By default DIRAC links to the multi-threaded Intel MKL library.

The pam script sets MKL_NUM_THREADS=1, MKL_DYNAMIC=”FALSE”, OMP_NUM_THREADS=1, and OMP_DYNAMIC=”FALSE”, unless these variables are set by the user. In order to benefit from the parallelization of MKL, the user should provide appropriate environment variables.

Be very careful when running MPI calculations and using threaded MKL. If all cores are already taken by the MPI (or by other users on the same node), you may observe a significant slow down of the code’s execution run.

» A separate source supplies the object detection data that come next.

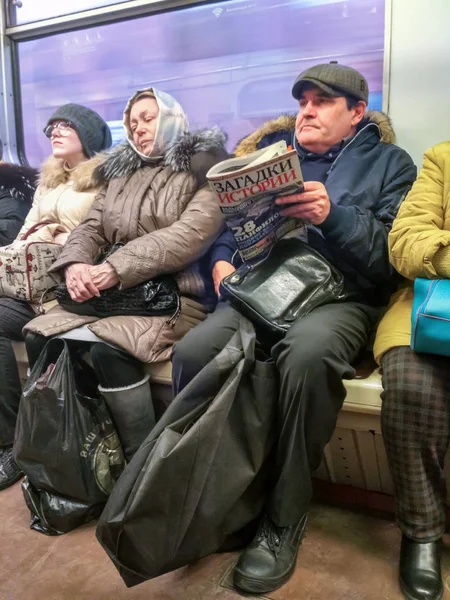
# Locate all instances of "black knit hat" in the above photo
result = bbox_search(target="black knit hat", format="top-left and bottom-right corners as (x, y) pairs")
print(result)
(292, 61), (369, 104)
(44, 104), (112, 158)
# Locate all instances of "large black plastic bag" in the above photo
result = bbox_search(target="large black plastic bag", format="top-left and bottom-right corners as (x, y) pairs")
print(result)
(14, 339), (125, 535)
(97, 317), (278, 586)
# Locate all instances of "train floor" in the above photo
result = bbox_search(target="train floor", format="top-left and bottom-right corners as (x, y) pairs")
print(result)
(0, 483), (450, 600)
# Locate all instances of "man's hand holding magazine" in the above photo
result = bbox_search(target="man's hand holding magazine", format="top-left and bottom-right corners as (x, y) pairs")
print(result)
(275, 181), (331, 225)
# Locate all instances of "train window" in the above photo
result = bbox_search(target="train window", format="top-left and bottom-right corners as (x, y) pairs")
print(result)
(9, 0), (134, 27)
(18, 0), (385, 165)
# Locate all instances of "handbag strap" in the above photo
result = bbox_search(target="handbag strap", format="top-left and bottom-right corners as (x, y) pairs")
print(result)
(22, 220), (54, 240)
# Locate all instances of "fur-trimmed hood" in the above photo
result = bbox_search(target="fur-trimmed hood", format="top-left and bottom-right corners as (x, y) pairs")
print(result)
(39, 154), (103, 192)
(0, 163), (38, 206)
(94, 127), (228, 186)
(234, 110), (396, 156)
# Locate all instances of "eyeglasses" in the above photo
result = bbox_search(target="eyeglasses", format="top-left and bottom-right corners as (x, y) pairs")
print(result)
(44, 121), (73, 138)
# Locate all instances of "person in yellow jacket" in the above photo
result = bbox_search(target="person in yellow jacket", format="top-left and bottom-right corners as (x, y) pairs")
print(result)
(374, 142), (450, 600)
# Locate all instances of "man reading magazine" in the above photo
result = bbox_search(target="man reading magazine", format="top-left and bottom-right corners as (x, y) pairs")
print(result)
(172, 63), (416, 594)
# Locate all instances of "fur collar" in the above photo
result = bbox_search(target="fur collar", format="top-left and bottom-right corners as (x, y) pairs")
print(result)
(234, 110), (395, 156)
(39, 154), (102, 192)
(94, 127), (228, 188)
(0, 163), (38, 206)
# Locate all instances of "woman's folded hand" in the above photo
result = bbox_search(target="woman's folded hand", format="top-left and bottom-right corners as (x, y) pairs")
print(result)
(91, 263), (119, 290)
(66, 263), (100, 302)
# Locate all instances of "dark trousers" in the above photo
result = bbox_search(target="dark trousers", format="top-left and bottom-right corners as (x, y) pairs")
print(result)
(172, 302), (378, 527)
(25, 333), (144, 388)
(381, 346), (450, 542)
(0, 298), (35, 448)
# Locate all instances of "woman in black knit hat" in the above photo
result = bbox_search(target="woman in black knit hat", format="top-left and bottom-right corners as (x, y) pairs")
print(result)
(0, 104), (112, 490)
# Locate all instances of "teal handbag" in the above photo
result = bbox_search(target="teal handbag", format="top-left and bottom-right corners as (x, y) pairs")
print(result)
(411, 277), (450, 356)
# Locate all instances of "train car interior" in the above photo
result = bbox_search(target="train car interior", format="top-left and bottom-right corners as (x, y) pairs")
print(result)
(0, 0), (450, 600)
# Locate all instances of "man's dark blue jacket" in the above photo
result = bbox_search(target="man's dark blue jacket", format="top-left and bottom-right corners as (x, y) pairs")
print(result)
(210, 111), (417, 305)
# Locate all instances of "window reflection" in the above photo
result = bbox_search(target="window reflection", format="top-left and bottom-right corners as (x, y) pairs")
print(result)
(9, 0), (129, 26)
(19, 0), (384, 165)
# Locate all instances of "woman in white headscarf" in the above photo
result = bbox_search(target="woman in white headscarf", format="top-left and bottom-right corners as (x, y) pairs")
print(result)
(26, 88), (226, 459)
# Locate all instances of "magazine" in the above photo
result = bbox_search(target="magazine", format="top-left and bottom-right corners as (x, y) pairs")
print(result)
(206, 141), (304, 263)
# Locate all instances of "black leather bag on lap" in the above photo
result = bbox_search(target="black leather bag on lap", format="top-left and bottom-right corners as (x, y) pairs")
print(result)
(54, 244), (181, 319)
(221, 238), (348, 336)
(55, 276), (180, 318)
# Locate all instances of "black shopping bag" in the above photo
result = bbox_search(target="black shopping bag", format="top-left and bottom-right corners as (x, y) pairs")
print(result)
(97, 317), (278, 586)
(14, 339), (125, 535)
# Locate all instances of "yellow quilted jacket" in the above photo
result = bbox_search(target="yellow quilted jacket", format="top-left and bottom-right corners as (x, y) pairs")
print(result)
(374, 142), (450, 363)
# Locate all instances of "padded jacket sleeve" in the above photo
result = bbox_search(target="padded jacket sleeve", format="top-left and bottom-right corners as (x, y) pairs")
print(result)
(320, 148), (417, 284)
(389, 145), (450, 280)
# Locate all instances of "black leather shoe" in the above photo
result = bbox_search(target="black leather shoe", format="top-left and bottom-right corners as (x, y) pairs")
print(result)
(400, 535), (444, 600)
(0, 446), (23, 490)
(233, 515), (306, 594)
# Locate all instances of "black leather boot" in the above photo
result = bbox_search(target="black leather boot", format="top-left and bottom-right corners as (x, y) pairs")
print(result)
(0, 446), (23, 490)
(234, 515), (306, 594)
(400, 535), (444, 600)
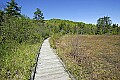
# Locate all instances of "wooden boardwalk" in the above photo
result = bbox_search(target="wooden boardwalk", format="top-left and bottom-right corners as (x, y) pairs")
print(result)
(34, 39), (71, 80)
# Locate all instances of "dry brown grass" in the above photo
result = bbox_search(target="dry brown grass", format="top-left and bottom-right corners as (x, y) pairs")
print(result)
(56, 35), (120, 80)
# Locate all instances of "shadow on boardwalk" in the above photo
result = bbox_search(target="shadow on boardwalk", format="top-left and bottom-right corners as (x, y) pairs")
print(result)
(34, 38), (72, 80)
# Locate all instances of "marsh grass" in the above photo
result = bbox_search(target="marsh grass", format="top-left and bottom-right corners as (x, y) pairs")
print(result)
(55, 35), (120, 80)
(0, 43), (41, 80)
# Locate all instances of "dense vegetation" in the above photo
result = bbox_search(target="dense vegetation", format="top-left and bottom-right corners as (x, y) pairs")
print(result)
(0, 0), (120, 80)
(51, 35), (120, 80)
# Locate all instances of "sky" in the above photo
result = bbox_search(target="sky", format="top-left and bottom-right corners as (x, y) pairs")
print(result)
(0, 0), (120, 25)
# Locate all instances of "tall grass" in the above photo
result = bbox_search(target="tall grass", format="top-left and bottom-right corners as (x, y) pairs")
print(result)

Currently DIRAC cannot benefit from OMP_NUM_THREADS other than 1 so this variable should always be set to 1 for DIRAC calculations.

Examples

Allow for 4 threads per core in MKL routines:

export MKL_NUM_THREADS=4
export MKL_DYNAMIC="FALSE"

Allow for 4 threads per core in MKL/BLAS routines:

export MKL_NUM_THREADS=4
export MKL_DOMAIN_NUM_THREADS="MKL_BLAS=4"
export MKL_DYNAMIC="FALSE"

As an example of proper splitting of CPUs between MPI and MKL, assume a 16 core node where 8 cores are assigned to MPI and the rest to MKL threads:

export MKL_NUM_THREADS=2
export MKL_DOMAIN_NUM_THREADS="MKL_BLAS=2"
export MKL_DYNAMIC="FALSE"

If you would like to run a sequential job on the same node it would then read:

export MKL_NUM_THREADS=16
export MKL_DOMAIN_NUM_THREADS="MKL_BLAS=16"
export MKL_DYNAMIC="FALSE"

You can find recommended settings for calling Intel MKL routines from multi-threaded applications on the Intel web page.

Troubleshooting

Sometimes you could get this error:

OMP: Error #18: Setting environment variable "__KMP_REGISTERED_LIB_12973" failed:
OMP: Hint: Seems application required too much memory.

This can happen with statically linked multi-threaded MKL library, see here.